Here are some proven measures:
1. Invest money strategically instead of "parking" it
Cash in your account is convenient, but in a low-interest environment, it is often not value-preserving. Many Swiss individuals are therefore seeking higher-yield alternatives.
Possible strategies include:
Broadly diversified ETF portfolios designed for long-term wealth accumulation
Bond funds or equity funds that offer a risk-appropriate return
Individual investment advice to consider personal goals, investment horizon, and risk profile
The Swiss National Bank (SNB) itself has pointed out that savers can also change banks if interest rates are unsatisfactory to obtain better conditions. Actively managing your capital is becoming a necessity – especially in times of structurally low interest rates.
Important: Every investment carries risks.
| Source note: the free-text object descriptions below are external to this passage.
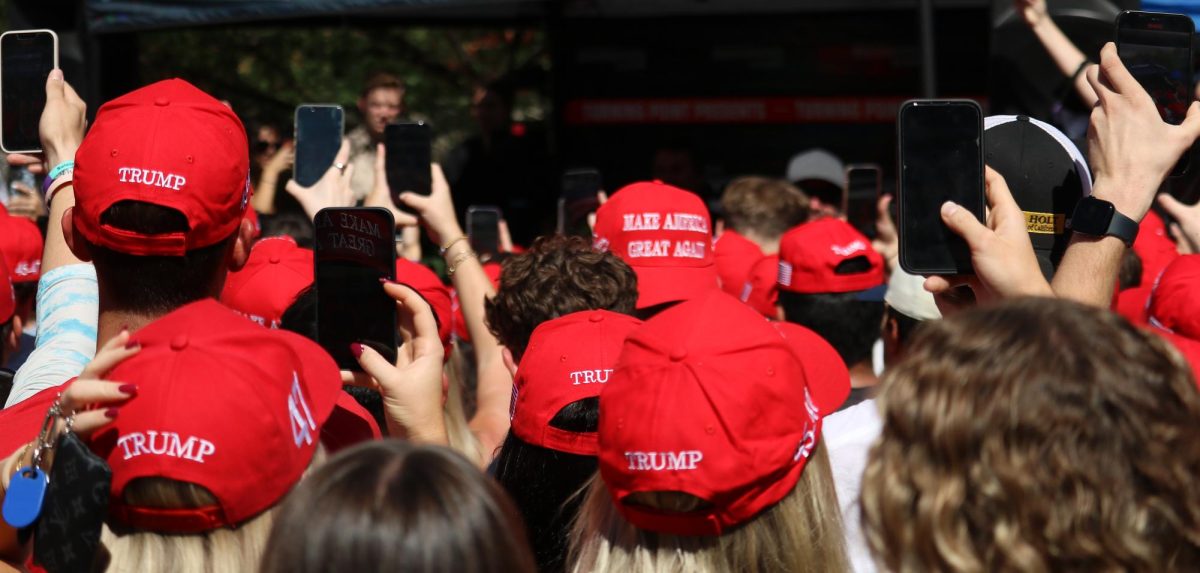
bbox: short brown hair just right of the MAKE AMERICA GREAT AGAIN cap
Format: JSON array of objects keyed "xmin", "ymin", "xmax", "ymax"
[{"xmin": 721, "ymin": 176, "xmax": 809, "ymax": 239}]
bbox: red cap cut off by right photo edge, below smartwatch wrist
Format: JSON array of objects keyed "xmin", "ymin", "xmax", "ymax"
[{"xmin": 1146, "ymin": 254, "xmax": 1200, "ymax": 340}]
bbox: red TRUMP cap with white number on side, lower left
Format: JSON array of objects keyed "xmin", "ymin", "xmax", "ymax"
[{"xmin": 91, "ymin": 298, "xmax": 342, "ymax": 533}]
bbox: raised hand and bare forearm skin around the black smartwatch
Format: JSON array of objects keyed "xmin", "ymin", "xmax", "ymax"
[{"xmin": 1054, "ymin": 43, "xmax": 1200, "ymax": 308}]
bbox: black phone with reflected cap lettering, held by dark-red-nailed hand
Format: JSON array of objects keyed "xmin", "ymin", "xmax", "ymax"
[{"xmin": 313, "ymin": 207, "xmax": 396, "ymax": 370}]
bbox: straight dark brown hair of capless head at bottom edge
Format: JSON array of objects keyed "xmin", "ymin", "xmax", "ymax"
[{"xmin": 260, "ymin": 440, "xmax": 534, "ymax": 573}]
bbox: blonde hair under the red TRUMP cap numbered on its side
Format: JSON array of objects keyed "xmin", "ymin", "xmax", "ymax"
[{"xmin": 100, "ymin": 447, "xmax": 325, "ymax": 573}]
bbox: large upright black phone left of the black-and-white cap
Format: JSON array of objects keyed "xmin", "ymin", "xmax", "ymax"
[{"xmin": 899, "ymin": 101, "xmax": 984, "ymax": 275}]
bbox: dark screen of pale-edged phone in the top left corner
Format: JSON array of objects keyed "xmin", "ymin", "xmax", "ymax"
[{"xmin": 0, "ymin": 31, "xmax": 55, "ymax": 152}]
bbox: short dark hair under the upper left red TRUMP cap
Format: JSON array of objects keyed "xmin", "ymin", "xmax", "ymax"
[{"xmin": 80, "ymin": 201, "xmax": 238, "ymax": 314}]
However, a clearly defined investment horizon and good diversification can help smooth fluctuations and achieve real wealth growth.
2. Use pension pillar 3a or 3b strategically
Private pension plans are not only tax-efficient but also an effective lever against purchasing power loss:
Contributions to pillar 3a (up to CHF 7,056 in 2025) can be deducted from taxable income
The free pension plan (pillar 3b) also offers flexibility for individually tailored investment plans
Especially in an ongoing low-interest environment, an active pension strategy can help secure long-term retirement savings while also seizing investment opportunities.
More on this: Optimally use pillar 3a
3. Consider foreign currencies and geographical diversification
Deposits in stable foreign currencies can offer more attractive conditions than CHF accounts, depending on the interest rate environment.
For example, Alpian currently offers interest-bearing foreign currency accounts in EUR and USD – an interesting option for those wishing to diversify their capital beyond the Swiss Franc.
Furthermore, risk can be reduced by geographically diversified investments. For example, investing in international ETFs or equity funds allows you to benefit from different economic developments worldwide. This reduces concentration risks, such as reliance on the Swiss economy.
Important: Foreign currency investments carry exchange rate risks. Informed advice helps to find the right allocation and make the most of opportunities.
Conclusion: Strategically respond to negative interest rates
Negative interest rates remain a monetary policy tool that may be used again in economically uncertain times – even in Switzerland. Although they are not currently in place, the ongoing low interest rate environment forces individuals to rethink their approach.
Anyone relying on traditional savings accounts today risks gradual purchasing power loss. Investment-oriented strategies, optimised pension planning, and professional advice help protect and use wealth in a sensible and long-term manner.